Embora diga não ver relação entre a ingerência do presidente na instituição e a articulação em defesa da PEC, Francischini promete trabalhar “pesadamente” na aprovação do texto nas próximas semanas.
— Eu não acompanhei muito essa questão sobre a Polícia Federal do Rio. Mas essa PEC da autonomia da PF é de extrema importância. Eu sempre disse que eu estava esperando passar essa pauta econômica para poder trabalhar pesadamente na aprovação da PEC — diz o parlamentar paranaense.
O presidente da CCJ -que é filho do deputado estadual do Paraná e delegado licenciado da Polícia Federal Fernando Francischini (PSL)- afirma que nas próximas semanas vai definir se fica com a relatoria da proposta ou se a transfere para um outro parlamentar, para então colocar o tema em pauta no colegiado.
Outro que defende a aprovação da proposição é o deputado Felício Laterça (PSL-RJ), também delegado da PF. Ele diz não ver problemas na manifestação do presidente Bolsonaro que desatou a crise com a instituição, mas afirma que quer aproveitar a repercussão do caso para tentar impulsionar o projeto.
—Se (o presidente) pode destituir o ministro da Justiça, que é o chefe da PF, ele não pode opinar às vezes sobre um diretor ou sobre um superintendente no estado em que reside? — questiona o parlamentar.
Laterça pretende levar o tema diretamente a Bolsonaro:
— É uma bandeira que vamos levar ao presidente, até em relação ao ocorrido. Vamos falar também com o presidente da Câmara, reunir os outros colegas que são da PF, policiais, que entendem a relevância, para a gente pautar e conseguir essa tão sonhada autonomia — acrescenta o deputado.
As falas do presidente Bolsonaro indicando interferência na Superintendência da PF no Rio de Janeiro desencadearam uma queda de braço entre o Palácio do Planalto, a corporação e o ministro Sergio Moro (Justiça).
Desde a manhã de quinta-feira (15), o presidente tem dado sinais de intervenção na PF, o que causou perplexidade e desconforto no órgão.
Em pouco mais de 24 horas, Bolsonaro anunciou a troca do superintendente do Rio, Ricardo Saadi, que sairia por vontade própria nas próximas semanas, contestou o novo nome, de Carlos Henrique Oliveira, que já estava escolhido pela direção-geral da PF, e chegou a dar praticamente como certa a nomeação para o cargo de um delegado com quem tem contato desde que foi eleito, Alexandre Silva Saraiva.
Após uma forte reação da Polícia Federal, Bolsonaro arrefeceu e disse que “tanto faz” para quem vai ser o comandante da corporação no Rio.
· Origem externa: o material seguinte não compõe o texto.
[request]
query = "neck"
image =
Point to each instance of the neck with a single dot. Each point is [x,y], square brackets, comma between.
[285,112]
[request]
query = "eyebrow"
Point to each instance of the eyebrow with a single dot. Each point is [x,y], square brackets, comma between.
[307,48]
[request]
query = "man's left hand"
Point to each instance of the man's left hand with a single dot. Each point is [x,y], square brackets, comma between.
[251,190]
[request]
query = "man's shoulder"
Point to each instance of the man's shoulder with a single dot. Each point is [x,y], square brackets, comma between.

Ele, no entanto, manteve o que chamou de “sugestão” de Saraiva para o cargo.
—Tanto faz para mim. Eu sugeri o de Manaus, se vier o de Pernambuco tudo bem para mim — disse o mandatário.
Diante das falas de Bolsonaro, o presidente da ADPF, Edvandir Felix de Paiva, diz que “nunca foi tão clara” a necessidade de se votar a PEC da autonomia.
— Outros órgãos, como a Defensoria Pública da União e o Ministério Público Federal, têm autonomia administrativa. Eles que nomeiam os cargos internos sem precisar passar pelo governo. É isso que nós queremos para a PF, porque é um órgão de controle do Estado e não deveria passar pelo crivo do governo da vez — afirma Paiva.
Ele espera que as reações às declarações de Bolsonaro sejam um impulso para a matéria no Congresso.
— A gente tem que aprender justamente com esses episódios. Queremos criar a Comissão Especial e discutir quais são os limites dessa autonomia. Não queremos um órgão sem controle, mas sim avançar nesse assunto da autonomia da PF — conclui.
A PEC, no entanto, não é consensual dentro das diferentes carreiras da Polícia Federal. Marcos Camargo, presidente da Associação Nacional dos Peritos Criminais Federais (APCF), argumenta que a PF já tem sua autonomia e que o texto proposto é “amplo e aberto” demais.
— É como se fosse um cheque em branco. Você não sabe quais são as regras e os limites —pontua. Segundo ele, a Operação Lava Jato é um exemplo da autonomia da PF.
Camargo também diz que há problemas na redação da proposta. Como exemplo, cita a retirada do trecho da Constituição que classifica a Polícia Federal como “órgão permanente”, o que para ele seria um retrocesso e enfraqueceria a instituição.